I was raised in a church where the Lord’s Prayer was part of the worship liturgy and was printed in our worship guides. We would recite it in unison every time we met for worship. It was recited in a mechanical and impersonal way. Jesus’ model prayer should not be recited in this way. Jesus wanted to move His disciples beyond prayer that was mechanical, impersonal and self-centered to prayer that was personal, relational and God-centered.
Prayer is a personal conversation with our heavenly Father. The model prayer begins with “Our Father in heaven.” This implies a father/child relationship. As our heavenly Father, God has the resources we need and the things we desire. Hebrews 11:6 says, “For the one who draws near to Him must believe that He exists and rewards those who seek Him.” And, when the Lord does reward or provide for us, it should elicit an anthem of praise from our lips (Heb. 13:15).
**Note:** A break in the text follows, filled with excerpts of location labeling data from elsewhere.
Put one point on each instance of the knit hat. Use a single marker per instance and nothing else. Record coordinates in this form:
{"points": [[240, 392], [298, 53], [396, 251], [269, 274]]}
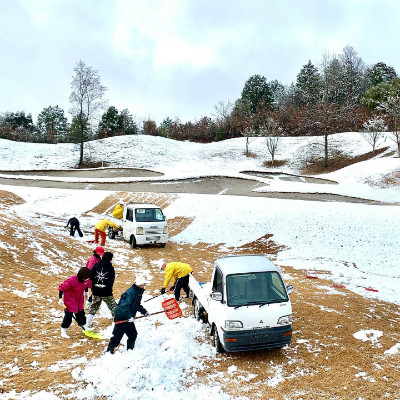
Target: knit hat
{"points": [[99, 250]]}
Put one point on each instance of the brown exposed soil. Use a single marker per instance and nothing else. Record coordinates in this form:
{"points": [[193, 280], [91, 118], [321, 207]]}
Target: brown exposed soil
{"points": [[339, 162], [324, 361]]}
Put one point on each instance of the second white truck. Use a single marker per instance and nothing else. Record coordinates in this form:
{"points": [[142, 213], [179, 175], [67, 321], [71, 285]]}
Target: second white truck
{"points": [[141, 223], [246, 304]]}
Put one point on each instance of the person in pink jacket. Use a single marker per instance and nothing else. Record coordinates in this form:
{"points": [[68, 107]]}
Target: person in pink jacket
{"points": [[72, 293], [98, 252]]}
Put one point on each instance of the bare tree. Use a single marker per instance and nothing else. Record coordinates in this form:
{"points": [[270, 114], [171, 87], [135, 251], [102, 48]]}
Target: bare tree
{"points": [[86, 102], [249, 134], [391, 107], [372, 131], [272, 133]]}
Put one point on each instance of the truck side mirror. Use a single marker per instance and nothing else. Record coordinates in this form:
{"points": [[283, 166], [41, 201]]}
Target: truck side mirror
{"points": [[216, 296], [289, 289]]}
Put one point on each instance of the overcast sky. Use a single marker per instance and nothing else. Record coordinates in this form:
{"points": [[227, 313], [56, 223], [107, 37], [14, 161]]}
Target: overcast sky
{"points": [[178, 58]]}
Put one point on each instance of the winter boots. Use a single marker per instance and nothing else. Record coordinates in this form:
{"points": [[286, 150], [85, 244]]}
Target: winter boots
{"points": [[64, 333]]}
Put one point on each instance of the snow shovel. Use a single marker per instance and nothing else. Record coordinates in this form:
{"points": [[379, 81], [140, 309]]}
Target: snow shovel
{"points": [[88, 333], [151, 298]]}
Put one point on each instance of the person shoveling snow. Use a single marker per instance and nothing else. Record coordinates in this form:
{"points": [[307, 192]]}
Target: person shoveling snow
{"points": [[72, 293], [128, 305]]}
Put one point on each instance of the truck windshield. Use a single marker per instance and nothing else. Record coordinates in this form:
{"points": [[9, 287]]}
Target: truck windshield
{"points": [[149, 215], [255, 289]]}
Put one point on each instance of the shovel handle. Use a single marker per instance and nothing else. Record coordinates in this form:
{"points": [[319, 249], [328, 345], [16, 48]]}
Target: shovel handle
{"points": [[142, 316]]}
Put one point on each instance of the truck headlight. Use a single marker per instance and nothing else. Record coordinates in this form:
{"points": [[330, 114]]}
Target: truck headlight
{"points": [[285, 320], [233, 324]]}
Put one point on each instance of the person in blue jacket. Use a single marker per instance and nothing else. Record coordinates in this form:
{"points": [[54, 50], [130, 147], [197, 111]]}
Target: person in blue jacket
{"points": [[124, 315]]}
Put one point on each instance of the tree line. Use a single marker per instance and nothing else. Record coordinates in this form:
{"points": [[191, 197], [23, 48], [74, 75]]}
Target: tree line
{"points": [[338, 94]]}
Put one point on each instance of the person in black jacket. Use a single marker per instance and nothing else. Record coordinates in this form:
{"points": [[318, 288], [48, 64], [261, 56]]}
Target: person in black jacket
{"points": [[74, 223], [102, 277], [128, 306]]}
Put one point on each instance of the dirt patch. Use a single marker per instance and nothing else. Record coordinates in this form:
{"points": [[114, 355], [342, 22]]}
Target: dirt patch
{"points": [[338, 161], [324, 361], [7, 199]]}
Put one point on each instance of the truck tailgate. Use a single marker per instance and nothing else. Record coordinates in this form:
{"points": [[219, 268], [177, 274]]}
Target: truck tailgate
{"points": [[200, 291]]}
This same father/child relationship is seen in Psalm 103:13. David said, “As a father has compassion on his children, so the LORD has compassion on those who fear him.” The word “compassion” comes from a Hebrew word that describes the tender love parents have for their children.
It is from this context that led David to give this anthem of praise. David praised God for forgiveness, healing, redemption, love, satisfaction and renewal
Our view of God will affect our attitude about prayer and the nature of our prayers. Our view of God will also determine if we think God will or will not answer our prayers.